Novità sulle prove e i quesiti dei test ad accesso programmato nazionale per renderlo più vicino alle conoscenze degli studenti.

Il nuovo decreto firmato dal Ministro Marco Bussetti contiene delle importanti novità riguardo alle prove per l’accesso ai corsi a numero programmato locale (Medicina e Odontoiatria, Architettura, Veterinaria). L’intento è quello di rendere le prove più vicine alla sensibilità e alla preparazione dei candidati. Sarà, infatti, introdotto un maggior numero di domande di cultura generale con argomenti studiati durante l’ultimo anno della scuola secondaria mentre saranno ridotte le domande di logica.

“Intendiamo rivedere il sistema di accesso a queste facoltà – spiega il Ministro -. È un lavoro che richiede tempo e, in particolare per Medicina, prevede un necessario impegno congiunto che riguarda non solo il MIUR, ma anche gli Atenei, il Ministero della Salute, le Regioni.

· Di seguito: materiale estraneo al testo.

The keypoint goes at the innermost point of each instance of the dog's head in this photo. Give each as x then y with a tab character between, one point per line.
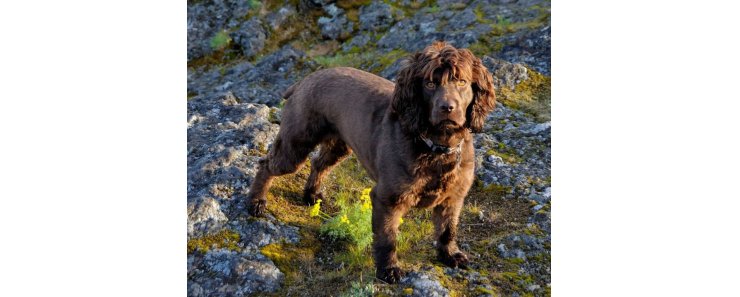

Nel frattempo, quest’anno, avremo quesiti più vicini alla sensibilità e alla preparazione dei candidati. Meno logica, e più cultura generale, con l’indicazione esplicita che i relativi quesiti siano pensati guardando a quanto si fa durante l’ultimo anno di scuola. Per Medicina prevediamo, dal prossimo anno accademico, anche un ulteriore incremento di posti, puntiamo al 20% in più, che saranno accompagnati da un ulteriore aumento delle borse di specializzazione”.

Passano da 2 a 12 le domande di cultura generale che saranno soprattutto di argomento storico, sociale, istituzionale e letterario. Drastica sarà la diminuzione per i quesiti di logica che da 20 vengono dimezzati a 10. Tra gli argomenti oggetto di possibili domande ci sono anche la Cittadinanza e la Costituzione. Verranno presi in considerazione anche i testi di saggistica scientifica, autori classici o contemporanei, da testi di attualità comparsi comparsi su quotidiani, riviste anche specialistiche. Il tutto per permettere agli studenti di poter mettere a frutto le conoscenze acquisite in vista del nuovo Esame conclusivo della scuola di secondo grado che debutta a giugno.

Per iscriversi al test è necessario collegarsi al sito del ministero www.universitaly.it. I candidati avranno la possibilità di compilare un test psico-attitudinale che potrà essere compilato su base volontaria. Si tratta di un testo orientativo diviso in tre sezioni: 72 quesiti motivazionali e una simulazione della prova di accesso. Sarà possibile anche vedere un video illustrativo sui principali sbocchi lavorativi che i corsi di laurea offrono. L’iscrizione potrà essere inviata dal 17 giugno fino alle ore 15.00 del 9 luglio 2019.

Il Ministero, inoltre, ha chiesto alle Università di organizzare corsi preparatori alle prove, così da offrire un valido contributo ai ragazzi che vorranno svolgere le prove di accesso. “L’orientamento – spiega Bussetti – è centrale. Non va sottovalutato. Dovrà essere uno dei punti cardine della revisione del sistema di accesso”.